It is really easy to recognize the warning signs of a clogged drain. The water in the shower or sink begins to pool, and will drain at a snail’s pace. You may even start to notice a slightly odd odor coming up from the bath tub’s drain. These are the warning signs telling you that if you do not act quickly, you will be dealing with a completely clogged drain very soon. Clogged drains are a big deal, if left untreated they can result in leaky pipes, or even worse, burst pipes, which will really hurt your wallet. Obviously, most people reach for a bottle of drain clearing liquid, but that does not always work. Now, your first instinct after using a bottle of drain clearing liquid will be to call a plumber, but before you do that, here are 7 simple methods you can do to unclog your drains.
So this is probably most people’s first guess as to what they should do when they go to fix clogged drains (unless you are one of the brave souls willing to stick your bare hand into a gunk filled drain). After all, it works for the toilet, why wouldn’t it work for the bathtub drain? It can work, especially if the blockage in the drains is loose or small. But the plunger will not work for most serious drainage clogs. Something you can do to try and make the plunger more effective, is put a bit of petroleum jelly around the rim of the plunger, this helps make the seal stronger, and thus the plunging action is more effective.

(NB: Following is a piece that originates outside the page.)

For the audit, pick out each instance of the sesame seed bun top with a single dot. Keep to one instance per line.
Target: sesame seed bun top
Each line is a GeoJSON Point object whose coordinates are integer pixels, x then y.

This solution seems very simple, but it can be a surprisingly decent way of unclogging drains. Take your standard wire coat hanger and begging bending it until it is completely straight. Once you have a nice, long piece of straight wire, try and bend the end of the hangar into a hook like shape. Once that is done, it is time to get down to the nasty business. Bend over the drain and insert the hangar, you should be able to pull out lots of nasty gunk, hair, debris, etc. Make sure you are not just pushing the blockages further down the drain, pull down and then pull up once you feel something, otherwise you will just make the blockage worse. After you have gotten some debris out, run the water as hot as it can go and see if the drain is unclogged.
Here is where a bit of chemistry comes in handy. Mix a third of baking soda with a third of vinegar and the mixture should start to fizzle, immediately pour it down the drain. The fizzing action will not damage the pipes, but it is pretty good at dislodging debris and hair that has attached itself to the pipes. Once you have poured the mixture down the drain, let it sit for a couple of hours, then turn on the water and let it pour down the drain for a few minutes.
If you have a very strong shop vacuum, then you can use it to help unclog the drain. This does not always work, but it is worth a try if you have the necessary tools. All you need to do is create a seal over the drain with your vacuum (using an old plunger head could potentially work) and set the vacuum to a high setting. It may be able to suck up the debris that is clogging the drain. This only really works if the clog is somewhat close to the drain, so do not expect it to work for more serious clogs.
This is probably the simplest, most effort free solution. Simply boil a lot of water, and then pour it down the drain. It seems too simple to work, but you would be surprised at how good boiling water is at removing debris from drains.
This is like a more intense version of the baking soda and vinegar solution. Sodium hydroxide is also known as “lye” or “caustic soda.” It can burn your hand, so pick up some rubber gloves and eye protection before attempting this solution. Put 11 or 12 litres of water in a bucket, and then mix in 3 cups of sodium hydroxide, stir well. The mixture will begin to fizz (like the baking soda and vinegar solution) pour the entire mixture down the drain, slowly. Let it sit for about an hour, then flush the system with a lot of hot water. Repeat this process a couple of times if it does not work the first time.
So, many hardware stores will sell a product, usually called a “plumbing snake” or “drain snake” or something along those lines. Basically the product is a long, hard piece of flexible wire with a piece of spiral metal at the end. You use them to clean drains, it is like the wire coat hanger solution, but much more effective. Plumbing snakes can go much farther into a drain, and can get hold of blockages better than a wire hangar.
If none of these home remedies work, then chances are you dealing with a very serious blockage. Should this be the case, do not waste your time with do it yourself remedies, pick up the phone and call a plumber. As we have already stated, seriously clogged drains are no joke, and can cause some real damage to your pipes. So, even though it does hurt the pride a bit to have to call the plumber, sometimes it is just better to bite the bullet and let the professionals handle it. They have better tools, more training, and will be able to fix the problem much quicker than you can.